Michael Francis, Ph.D., assistant professor of physiology and cell biology at the USA College of Medicine, recently began integrating the use of virtual reality during the respiratory module taught to second-year medical students.

Published Nov 4th, 2019

By Nichelle Smith


Wearing virtual reality (VR) goggles, medical students at the University of South Alabama are able to develop a deeper understanding of pulmonary anatomy by exploring the anatomical subtlety of the living body, an opportunity that is not possible with conventional techniques.

Michael Francis, Ph.D., assistant professor of physiology and cell biology at the USA College of Medicine, recently began integrating the use of virtual reality during the respiratory module taught to second-year medical students. Originally, diagrams and static snapshots of chest radiographs were used to teach the subject, but by using VR, they can now interact with computed typography (CT) scans as 3D structures. This unique method allows students to actively view and dissect patient anatomy, without removing it, from any position.

So far, nearly 50 faculty, medical and graduate students have participated in this technique and have provided nothing but positive feedback.

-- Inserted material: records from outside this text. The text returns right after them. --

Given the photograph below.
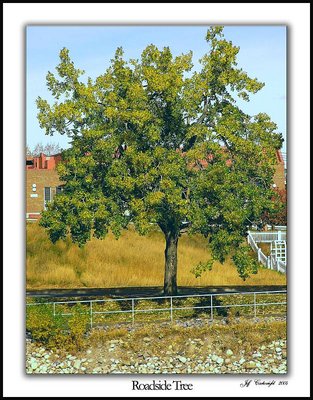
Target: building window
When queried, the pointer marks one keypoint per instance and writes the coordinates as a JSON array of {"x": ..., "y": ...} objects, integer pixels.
[
  {"x": 47, "y": 196},
  {"x": 59, "y": 189}
]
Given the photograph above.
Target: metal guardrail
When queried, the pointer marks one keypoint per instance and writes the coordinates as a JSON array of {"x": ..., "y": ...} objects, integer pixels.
[{"x": 132, "y": 309}]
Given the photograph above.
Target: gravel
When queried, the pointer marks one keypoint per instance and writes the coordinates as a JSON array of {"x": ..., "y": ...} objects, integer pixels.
[{"x": 266, "y": 360}]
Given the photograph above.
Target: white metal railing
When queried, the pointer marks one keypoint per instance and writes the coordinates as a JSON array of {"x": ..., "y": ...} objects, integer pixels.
[
  {"x": 270, "y": 261},
  {"x": 268, "y": 237},
  {"x": 213, "y": 304}
]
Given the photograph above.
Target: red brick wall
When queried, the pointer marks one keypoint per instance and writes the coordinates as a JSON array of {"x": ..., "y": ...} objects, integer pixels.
[{"x": 42, "y": 178}]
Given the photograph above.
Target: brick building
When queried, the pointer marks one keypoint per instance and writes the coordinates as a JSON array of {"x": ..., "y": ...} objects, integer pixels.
[{"x": 42, "y": 183}]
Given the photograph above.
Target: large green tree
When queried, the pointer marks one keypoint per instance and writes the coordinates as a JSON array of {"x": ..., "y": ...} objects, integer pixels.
[{"x": 154, "y": 142}]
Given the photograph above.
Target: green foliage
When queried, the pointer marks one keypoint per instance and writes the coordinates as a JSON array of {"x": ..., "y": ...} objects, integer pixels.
[
  {"x": 154, "y": 142},
  {"x": 57, "y": 332},
  {"x": 245, "y": 262},
  {"x": 202, "y": 267}
]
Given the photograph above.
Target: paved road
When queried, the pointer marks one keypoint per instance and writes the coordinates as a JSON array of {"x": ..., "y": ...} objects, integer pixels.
[{"x": 145, "y": 291}]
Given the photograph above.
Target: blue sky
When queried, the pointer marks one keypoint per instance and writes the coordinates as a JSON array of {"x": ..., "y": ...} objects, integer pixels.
[{"x": 262, "y": 54}]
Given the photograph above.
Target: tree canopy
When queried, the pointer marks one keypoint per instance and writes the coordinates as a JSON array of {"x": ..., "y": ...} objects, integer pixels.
[{"x": 154, "y": 141}]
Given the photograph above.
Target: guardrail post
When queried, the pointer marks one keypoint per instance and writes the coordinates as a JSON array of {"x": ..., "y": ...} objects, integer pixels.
[
  {"x": 91, "y": 314},
  {"x": 133, "y": 311},
  {"x": 254, "y": 304},
  {"x": 171, "y": 309}
]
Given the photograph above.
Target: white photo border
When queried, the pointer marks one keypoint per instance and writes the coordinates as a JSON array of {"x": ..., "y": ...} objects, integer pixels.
[{"x": 15, "y": 18}]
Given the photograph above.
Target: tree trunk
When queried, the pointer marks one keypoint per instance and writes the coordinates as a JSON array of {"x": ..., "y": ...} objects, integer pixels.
[{"x": 170, "y": 275}]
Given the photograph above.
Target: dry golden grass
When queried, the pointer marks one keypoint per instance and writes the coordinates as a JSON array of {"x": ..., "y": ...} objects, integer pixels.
[{"x": 132, "y": 260}]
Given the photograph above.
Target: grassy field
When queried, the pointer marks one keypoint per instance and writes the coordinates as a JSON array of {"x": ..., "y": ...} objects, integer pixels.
[{"x": 132, "y": 260}]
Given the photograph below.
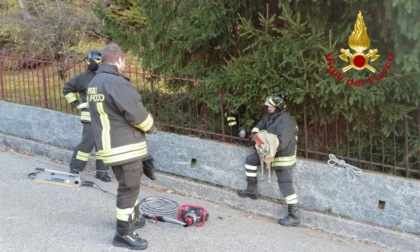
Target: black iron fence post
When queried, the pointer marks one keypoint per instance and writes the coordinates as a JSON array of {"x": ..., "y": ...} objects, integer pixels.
[
  {"x": 2, "y": 96},
  {"x": 44, "y": 84}
]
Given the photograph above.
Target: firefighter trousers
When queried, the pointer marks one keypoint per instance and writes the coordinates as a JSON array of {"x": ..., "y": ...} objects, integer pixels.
[
  {"x": 82, "y": 152},
  {"x": 128, "y": 176}
]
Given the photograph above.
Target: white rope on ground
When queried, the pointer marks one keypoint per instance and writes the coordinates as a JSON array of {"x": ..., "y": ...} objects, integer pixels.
[{"x": 352, "y": 171}]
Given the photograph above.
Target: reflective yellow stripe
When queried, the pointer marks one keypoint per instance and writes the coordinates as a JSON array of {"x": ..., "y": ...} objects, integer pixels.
[
  {"x": 106, "y": 127},
  {"x": 251, "y": 174},
  {"x": 125, "y": 214},
  {"x": 291, "y": 199},
  {"x": 70, "y": 97},
  {"x": 146, "y": 124},
  {"x": 251, "y": 167},
  {"x": 284, "y": 161},
  {"x": 251, "y": 170},
  {"x": 123, "y": 153},
  {"x": 125, "y": 156},
  {"x": 272, "y": 103},
  {"x": 83, "y": 156},
  {"x": 85, "y": 116}
]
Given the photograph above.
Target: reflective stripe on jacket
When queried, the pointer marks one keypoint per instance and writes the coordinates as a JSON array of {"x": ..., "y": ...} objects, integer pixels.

A typical lesson consists of using Syglass visualization system and loading images from the National Institutes of Health (NIH) imaging database into VR. With this technique, the patient’s anatomy is revealed as a 3D composite of CT images. Then, a graduate student who works in Francis’s lab, Jennifer Knighten, maneuvers the view and slices plane while another student shares the same virtual space from a different computer. That virtual space is projected on the overhead for the rest of the medical students, who are not participating in the VR experience, to see. “This allows us to point out and discuss key anatomical structures of the pulmonary anatomy,” Francis said. “We then slice through the axial, sagittal, and coronal planes of the body using images from contrast-labeled computed tomography scans to highlight the pulmonary circulation.”

This approach to teaching pulmonary anatomy is being used to augment the anatomical knowledge the students have already gained. “Our aim is to use the novelty of VR and its ability to reveal real life, intact patient anatomy to solidify this knowledge in a unique way,” said Francis.

Osama Abdul-Rahim, M.D., assistant professor of radiology at the USA College of Medicine and an interventional radiologist with USA Health, was among one of the faculty members testing out the VR system. “The VR system opens up many doors as a new educational tool for medical trainees – from medical students to residents and fellows,” he said. “Learning anatomy is an integral part of medical training, and this system allows one to immerse themselves into the body at a scale and with a method not previously seen. It also makes learning this material fun, which promotes further learning and better ability to retain the information.”

According to Rahim, this new educational tool is only scratching the surface and he is excited to see what Francis and his team are able to accomplish in the world of medical education. “As they continue to refine the product and as technology improves, the potential uses are vast and will likely find their way into clinical practice,” he said.